Tennis in Scotland will receive an extra £15m in funding after an agreement between the Lawn Tennis Association and sportscotland.
The partnership aims to double the number of covered tennis courts in the country from 112 to 225 over the next five to ten years.
According to LTA chief Michael Downey, the move aims to capitalise on the "Andy and Jamie Murray effect", which has seen increased interest in the sport.
Andy Murray became the world number one in 2016 for the first time, as well as winning Wimbledon and Olympic Gold.
His brother Jamie took both the Australian and US Open titles in doubles this year and ended the year in the world's top-ranked partnership.
"2016 has been an historic year for British Tennis with success across the board", said Mr Downey.

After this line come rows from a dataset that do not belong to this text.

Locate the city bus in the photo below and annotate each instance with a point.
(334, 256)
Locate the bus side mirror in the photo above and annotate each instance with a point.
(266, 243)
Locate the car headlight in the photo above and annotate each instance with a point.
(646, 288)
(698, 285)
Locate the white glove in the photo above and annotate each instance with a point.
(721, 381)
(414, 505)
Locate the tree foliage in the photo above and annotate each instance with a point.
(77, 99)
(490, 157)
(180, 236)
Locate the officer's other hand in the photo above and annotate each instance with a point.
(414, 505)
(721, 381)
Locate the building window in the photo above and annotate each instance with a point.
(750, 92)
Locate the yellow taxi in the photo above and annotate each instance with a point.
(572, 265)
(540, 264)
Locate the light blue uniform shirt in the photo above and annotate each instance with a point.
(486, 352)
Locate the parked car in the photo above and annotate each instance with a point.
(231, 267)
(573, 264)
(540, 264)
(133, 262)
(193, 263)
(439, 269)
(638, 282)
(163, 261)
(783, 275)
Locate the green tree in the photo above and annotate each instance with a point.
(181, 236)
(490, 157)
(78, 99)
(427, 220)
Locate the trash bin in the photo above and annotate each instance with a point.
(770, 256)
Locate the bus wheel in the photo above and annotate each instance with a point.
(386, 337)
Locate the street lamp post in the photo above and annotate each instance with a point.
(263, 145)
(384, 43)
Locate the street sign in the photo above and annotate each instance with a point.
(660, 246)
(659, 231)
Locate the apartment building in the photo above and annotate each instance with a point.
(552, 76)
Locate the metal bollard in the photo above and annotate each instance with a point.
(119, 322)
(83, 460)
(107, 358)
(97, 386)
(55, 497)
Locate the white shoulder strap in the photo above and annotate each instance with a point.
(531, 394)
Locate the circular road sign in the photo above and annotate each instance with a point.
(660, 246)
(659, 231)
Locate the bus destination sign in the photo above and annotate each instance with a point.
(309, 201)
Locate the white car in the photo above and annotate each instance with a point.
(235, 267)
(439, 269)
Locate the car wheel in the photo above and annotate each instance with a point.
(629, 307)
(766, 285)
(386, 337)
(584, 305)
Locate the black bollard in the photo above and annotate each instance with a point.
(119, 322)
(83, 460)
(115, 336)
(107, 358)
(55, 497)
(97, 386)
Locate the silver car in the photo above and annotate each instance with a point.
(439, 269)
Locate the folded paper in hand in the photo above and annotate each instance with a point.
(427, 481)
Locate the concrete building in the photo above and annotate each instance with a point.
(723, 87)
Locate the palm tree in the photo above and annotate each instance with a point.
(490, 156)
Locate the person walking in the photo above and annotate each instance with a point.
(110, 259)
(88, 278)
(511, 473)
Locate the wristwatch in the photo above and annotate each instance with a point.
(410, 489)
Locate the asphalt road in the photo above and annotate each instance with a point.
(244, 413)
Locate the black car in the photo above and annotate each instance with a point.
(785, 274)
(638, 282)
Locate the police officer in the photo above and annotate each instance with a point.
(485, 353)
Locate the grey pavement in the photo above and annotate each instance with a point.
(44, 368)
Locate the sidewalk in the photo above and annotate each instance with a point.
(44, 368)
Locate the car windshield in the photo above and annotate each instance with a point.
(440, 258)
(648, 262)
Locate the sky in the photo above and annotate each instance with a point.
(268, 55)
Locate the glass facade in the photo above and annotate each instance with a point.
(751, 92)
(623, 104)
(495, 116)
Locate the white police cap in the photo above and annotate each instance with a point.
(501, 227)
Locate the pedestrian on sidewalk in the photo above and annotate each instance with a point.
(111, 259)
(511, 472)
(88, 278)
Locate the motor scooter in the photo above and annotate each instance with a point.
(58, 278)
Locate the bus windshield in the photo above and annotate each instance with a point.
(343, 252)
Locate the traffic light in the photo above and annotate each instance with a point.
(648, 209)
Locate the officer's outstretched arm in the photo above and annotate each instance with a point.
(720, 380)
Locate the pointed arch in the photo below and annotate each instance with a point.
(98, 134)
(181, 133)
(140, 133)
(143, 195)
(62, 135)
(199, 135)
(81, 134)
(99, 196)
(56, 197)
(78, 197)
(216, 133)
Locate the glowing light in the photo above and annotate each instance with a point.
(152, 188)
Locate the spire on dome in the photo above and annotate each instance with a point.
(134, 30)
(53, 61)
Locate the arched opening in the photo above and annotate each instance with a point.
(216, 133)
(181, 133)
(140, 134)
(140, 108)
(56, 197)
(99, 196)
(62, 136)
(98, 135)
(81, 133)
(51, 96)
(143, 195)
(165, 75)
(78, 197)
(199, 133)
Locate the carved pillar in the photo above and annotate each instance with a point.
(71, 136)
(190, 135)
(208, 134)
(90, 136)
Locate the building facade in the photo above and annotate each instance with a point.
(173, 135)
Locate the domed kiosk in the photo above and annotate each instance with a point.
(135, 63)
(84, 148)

"Therefore the time is right to seize the moment and capitalise on the Andy and Jamie Murray effect.
"We must create a lasting legacy with a purpose built plan for Scotland.
"Importantly, this unprecedented investment will make tennis more accessible in the years to come, bringing certainty of play to a climate that sees on average 200 days rain a year and in a country that is under-resourced versus the rest of Britain and other European nations when it comes to the number of covered tennis courts per capita."
The LTA will provide £7.5m, while the rest will come from sportscotland's National Lottery investment stream.
As well as the success of the two Murray brothers, Scottish tennis has a third world champion in Gordon Reid, who took the Wimbledon and US Open wheelchair titles.
Mel Young, Chairman of sportscotland said: "It is tremendous that in Gordon, Andy, and Jamie we have three Scottish world number ones, and it is the ideal moment to capitalise on the sport's popularity by helping to achieve further growth in this country.
"The strategic partnership between sportscotland, the LTA, and Tennis Scotland, coupled with this significant investment in indoor courts, will deliver substantial benefits for tennis in Scotland."
Scottish Government sports minister Aileen Campbell said: "We want to see more people playing tennis and having access to top quality facilities to get fit, try something new, and have fun.
"This money is all about making sure the right facilities are there to help people get more active, as well as helping to create the tennis stars of the future."
The full application plan for community led bids will be established by April in 2017.